In Malaysia, adolescent pregnancy is taboo due to traditional and religious values prohibiting premarital sex.10,11 Adolescent mothers are frequently stigmatised, especially in a conservative society where having an illegitimate child is perceived as bringing shame to the family. There were cases where adolescent mothers get disowned by their own family, often leaving the adolescent mother with no choice but to abandon her infant. 11 Moreover, adolescent parents are stereotyped as unmotivated, irresponsible and incompetent in caring for their child. 12 Govender et al. reported that healthcare workers perceived that adolescent mothers are difficult and less receptive to advice, 13 although this rebellious behaviour exhibited by the adolescents may simply be a reaction to the discriminatory attitudes towards them. Such biased and negative perceptions and reactions could explain why adolescent mothers face discriminatory attitudes and disrespect in healthcare settings. 14 Furthermore, regulations in some countries seem to undermine the adolescent's capacity to decide. An example of this is that individuals below the age of majority (18 years old in Malaysia) are legally disqualified from giving informed consent for medical procedures. 1 From the utilitarian view, the ultimate aim that justifies this regulation is to protect the minor's right to sound decisions and perhaps to spare the minor from the task of making difficult decisions.

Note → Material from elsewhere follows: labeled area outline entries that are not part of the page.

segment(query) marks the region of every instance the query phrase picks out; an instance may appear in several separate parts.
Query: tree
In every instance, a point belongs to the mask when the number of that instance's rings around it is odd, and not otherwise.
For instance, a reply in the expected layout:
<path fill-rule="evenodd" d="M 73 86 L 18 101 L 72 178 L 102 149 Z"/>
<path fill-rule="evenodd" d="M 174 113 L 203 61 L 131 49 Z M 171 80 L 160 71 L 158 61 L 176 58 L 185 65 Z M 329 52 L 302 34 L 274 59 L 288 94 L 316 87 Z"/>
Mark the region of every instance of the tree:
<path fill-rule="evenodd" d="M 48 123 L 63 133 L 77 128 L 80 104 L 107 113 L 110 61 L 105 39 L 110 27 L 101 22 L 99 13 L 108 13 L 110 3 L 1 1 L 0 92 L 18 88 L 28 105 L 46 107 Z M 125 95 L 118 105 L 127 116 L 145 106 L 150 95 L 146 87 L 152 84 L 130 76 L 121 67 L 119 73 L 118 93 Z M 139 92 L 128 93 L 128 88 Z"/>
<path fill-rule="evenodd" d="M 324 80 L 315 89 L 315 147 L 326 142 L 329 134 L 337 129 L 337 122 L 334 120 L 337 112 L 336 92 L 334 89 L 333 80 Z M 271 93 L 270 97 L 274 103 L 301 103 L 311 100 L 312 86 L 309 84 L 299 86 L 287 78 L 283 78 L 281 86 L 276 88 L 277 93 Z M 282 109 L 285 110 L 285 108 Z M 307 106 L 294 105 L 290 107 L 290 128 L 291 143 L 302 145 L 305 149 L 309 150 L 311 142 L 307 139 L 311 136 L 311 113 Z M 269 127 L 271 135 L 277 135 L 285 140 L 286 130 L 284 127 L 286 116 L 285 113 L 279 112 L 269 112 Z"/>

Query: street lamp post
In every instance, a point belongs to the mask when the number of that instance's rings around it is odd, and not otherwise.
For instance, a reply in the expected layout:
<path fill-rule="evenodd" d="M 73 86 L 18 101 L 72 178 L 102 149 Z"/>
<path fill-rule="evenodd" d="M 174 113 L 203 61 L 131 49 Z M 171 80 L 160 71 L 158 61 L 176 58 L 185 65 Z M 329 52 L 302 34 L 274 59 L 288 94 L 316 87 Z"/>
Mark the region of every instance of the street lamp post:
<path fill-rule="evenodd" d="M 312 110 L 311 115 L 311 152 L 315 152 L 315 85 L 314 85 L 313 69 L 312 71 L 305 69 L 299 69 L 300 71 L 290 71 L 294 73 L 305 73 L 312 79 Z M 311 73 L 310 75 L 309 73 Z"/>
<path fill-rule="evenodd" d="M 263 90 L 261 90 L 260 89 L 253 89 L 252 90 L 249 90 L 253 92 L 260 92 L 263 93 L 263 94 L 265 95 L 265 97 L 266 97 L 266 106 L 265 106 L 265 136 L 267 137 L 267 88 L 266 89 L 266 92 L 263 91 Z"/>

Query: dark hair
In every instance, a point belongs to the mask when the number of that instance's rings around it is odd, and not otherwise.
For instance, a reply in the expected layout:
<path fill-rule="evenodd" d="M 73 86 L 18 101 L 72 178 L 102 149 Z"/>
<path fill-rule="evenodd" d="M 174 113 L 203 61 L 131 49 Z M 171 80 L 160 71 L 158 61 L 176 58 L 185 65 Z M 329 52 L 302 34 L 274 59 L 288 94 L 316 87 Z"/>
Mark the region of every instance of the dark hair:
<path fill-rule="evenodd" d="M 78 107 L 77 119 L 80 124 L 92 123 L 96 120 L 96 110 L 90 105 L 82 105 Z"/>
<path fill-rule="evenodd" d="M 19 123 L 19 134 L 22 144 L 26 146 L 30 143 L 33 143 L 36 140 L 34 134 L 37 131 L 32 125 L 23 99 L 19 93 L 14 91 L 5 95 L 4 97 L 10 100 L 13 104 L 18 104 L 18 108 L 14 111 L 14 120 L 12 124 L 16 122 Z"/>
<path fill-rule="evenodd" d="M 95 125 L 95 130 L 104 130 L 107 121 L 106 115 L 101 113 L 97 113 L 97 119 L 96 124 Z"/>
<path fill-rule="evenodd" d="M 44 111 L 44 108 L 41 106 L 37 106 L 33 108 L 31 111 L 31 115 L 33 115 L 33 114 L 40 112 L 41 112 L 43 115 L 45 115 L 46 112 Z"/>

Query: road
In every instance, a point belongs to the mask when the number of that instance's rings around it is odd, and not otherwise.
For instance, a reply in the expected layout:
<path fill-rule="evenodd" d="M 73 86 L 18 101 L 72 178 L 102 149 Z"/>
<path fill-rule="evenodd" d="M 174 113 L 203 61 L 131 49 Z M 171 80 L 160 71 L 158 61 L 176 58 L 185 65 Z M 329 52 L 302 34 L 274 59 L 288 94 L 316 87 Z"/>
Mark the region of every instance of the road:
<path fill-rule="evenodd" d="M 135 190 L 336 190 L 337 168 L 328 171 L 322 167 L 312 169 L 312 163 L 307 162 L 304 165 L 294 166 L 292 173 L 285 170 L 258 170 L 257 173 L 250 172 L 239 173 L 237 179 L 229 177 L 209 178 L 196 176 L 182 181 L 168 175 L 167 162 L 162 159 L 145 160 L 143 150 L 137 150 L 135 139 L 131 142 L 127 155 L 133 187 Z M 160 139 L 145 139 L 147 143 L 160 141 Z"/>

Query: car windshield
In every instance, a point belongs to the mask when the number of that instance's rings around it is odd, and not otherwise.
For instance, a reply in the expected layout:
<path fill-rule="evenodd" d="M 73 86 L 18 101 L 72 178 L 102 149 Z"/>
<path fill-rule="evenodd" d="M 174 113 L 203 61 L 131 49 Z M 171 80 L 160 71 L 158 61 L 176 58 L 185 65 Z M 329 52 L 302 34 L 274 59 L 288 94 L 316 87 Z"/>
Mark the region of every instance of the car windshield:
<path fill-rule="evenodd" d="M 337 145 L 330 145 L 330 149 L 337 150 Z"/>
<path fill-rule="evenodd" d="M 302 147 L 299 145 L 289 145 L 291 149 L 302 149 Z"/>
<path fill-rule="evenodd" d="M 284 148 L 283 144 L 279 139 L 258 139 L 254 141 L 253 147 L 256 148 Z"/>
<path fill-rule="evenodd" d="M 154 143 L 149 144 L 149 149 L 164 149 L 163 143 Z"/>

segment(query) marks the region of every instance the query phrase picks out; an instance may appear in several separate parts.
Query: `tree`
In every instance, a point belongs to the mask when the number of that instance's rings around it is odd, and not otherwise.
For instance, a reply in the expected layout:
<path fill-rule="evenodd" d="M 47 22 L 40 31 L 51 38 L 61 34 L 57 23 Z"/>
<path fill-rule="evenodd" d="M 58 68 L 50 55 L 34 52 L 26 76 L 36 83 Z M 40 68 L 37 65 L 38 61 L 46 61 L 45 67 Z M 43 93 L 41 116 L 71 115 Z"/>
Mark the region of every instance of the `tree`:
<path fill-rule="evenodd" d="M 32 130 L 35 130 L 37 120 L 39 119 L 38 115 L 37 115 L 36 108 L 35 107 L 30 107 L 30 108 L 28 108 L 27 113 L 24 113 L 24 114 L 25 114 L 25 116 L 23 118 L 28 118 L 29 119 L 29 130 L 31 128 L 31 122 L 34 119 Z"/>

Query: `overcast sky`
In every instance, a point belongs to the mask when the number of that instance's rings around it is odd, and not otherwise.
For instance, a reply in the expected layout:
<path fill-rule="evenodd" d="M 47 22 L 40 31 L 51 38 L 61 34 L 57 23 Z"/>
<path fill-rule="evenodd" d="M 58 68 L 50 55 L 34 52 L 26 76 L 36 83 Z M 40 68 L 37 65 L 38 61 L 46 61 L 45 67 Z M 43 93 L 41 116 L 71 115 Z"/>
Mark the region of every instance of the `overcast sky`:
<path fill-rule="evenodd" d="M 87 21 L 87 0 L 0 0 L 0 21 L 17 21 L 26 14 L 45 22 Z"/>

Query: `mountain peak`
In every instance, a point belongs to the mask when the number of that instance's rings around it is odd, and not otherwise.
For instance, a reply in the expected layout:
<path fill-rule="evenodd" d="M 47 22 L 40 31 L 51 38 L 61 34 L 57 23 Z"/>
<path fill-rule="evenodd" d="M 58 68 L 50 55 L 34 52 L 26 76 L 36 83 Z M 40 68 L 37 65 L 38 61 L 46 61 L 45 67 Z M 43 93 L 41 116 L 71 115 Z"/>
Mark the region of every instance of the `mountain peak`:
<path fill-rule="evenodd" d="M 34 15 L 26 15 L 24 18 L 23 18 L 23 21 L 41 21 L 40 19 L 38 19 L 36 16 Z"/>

However, the dilemma arises when medical consent is needed for the child of adolescent parents, in which both the child and parents are minors. Without a clear guide, practices differ from one centre to another even within the same country but in most instances, the adolescent is left out from the consent process. From our experience, the medical consent for children of adolescent mothers is frequently obtained not from the adolescent but from other adults related to the adolescent, like their parents. A state-appointed Child Protector may assume surrogacy if a legally-acceptable adult surrogate cannot be identified. Although this practice may lead to adolescent parents feeling left out, disrespected and discriminated, 14 it is common because the healthcare workers are obliged to work within the local regulatory framework.
This case illustrates the ethical conundrums of obtaining medical informed consent for an infant born to an adolescent. We discuss and propose an approach to navigate through these ethical challenges.
Case
A baby was born prematurely at 30 weeks of gestation to a 15-year-old mother at a specialist referral hospital in a developing country. Due to complications of prematurity, the baby was admitted to the neonatal intensive care unit (NICU) for respiratory and nutritional support. At 23 days of life, the baby became anaemic and required blood transfusion. As per standard protocol, informed consent for transfusion of blood products should be obtained. For minor patients, the parents normally give informed consent.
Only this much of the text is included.